Winning quick approval could prove challenging. There hasn't been tax reform on the scale that President Trump is proposing in 30 years, and that was only passed in the second term of the Reagan administration.
But Mnuchin told CNBC on Thursday that the administration and Republican leaders in Congress have already agreed on "the majority of where we are on tax reform."
He said tax reform will focus on middle-class tax cuts, tax simplification and lower corporate tax rates, all promises Trump made as a presidential candidate.
Mnuchin also said lower tax rates for high-income Americans will be offset by the elimination of some tax deductions.
He said he expects the administration to use optimistic economic growth forecasts of 3% or more when it estimates the cost of tax reform. He admitted that congressional estimates will project a bigger hit to the federal deficit because of slower growth forecasts.

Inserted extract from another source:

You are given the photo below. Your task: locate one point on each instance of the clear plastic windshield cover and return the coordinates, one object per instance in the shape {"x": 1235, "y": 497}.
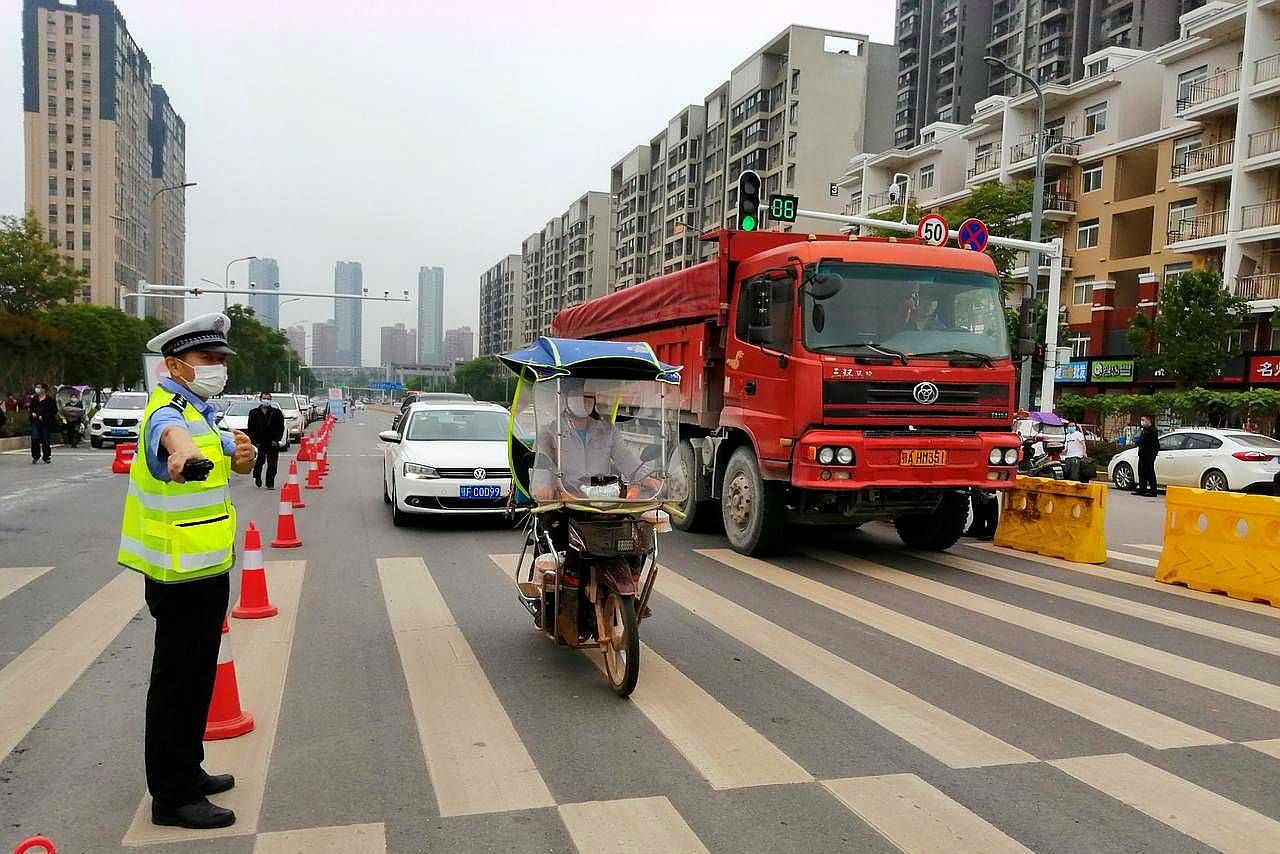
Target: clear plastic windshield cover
{"x": 604, "y": 442}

The U.S. economy grew 1.6% in 2016, and the Federal Reserve and Congressional Budget Office are forecasting average growth of about 2% over the next few years. Mnuchin is predicting much faster economic growth because of tax reform, but he cautioned that the pickup won't start right away.
"This won't really impact the economy until [late] next year ... and it will take several years to get growth," he said.
Mnuchin said there are still major issues to be decided, including whether to include a controversial provision called the border adjustment tax. It would give tax breaks to manufacturers who export but raise the tax bills of companies that import goods.
The tax plan of Republican House leaders includes the border adjustment tax, which could be a major source of tax revenue. But it also has sparked significant opposition in Congress and among many major retailers.
"We're listening. We understand the concerns. We're going to have a plan to address those concerns," Mnuchin told CNBC.
Some nonpartisan tax experts have forecast that most of Trump's tax plans would benefit upper-income taxpayers rather than the middle class.
In a CNBC interview shortly after he was nominated, Mnuchin vowed there would be "no absolute tax cut" for upper-income taxpayers after factoring in the loss of deductions. He said Thursday that is still the overall objective, though he cautioned, "We haven't finalized the plan. The devil is in the details."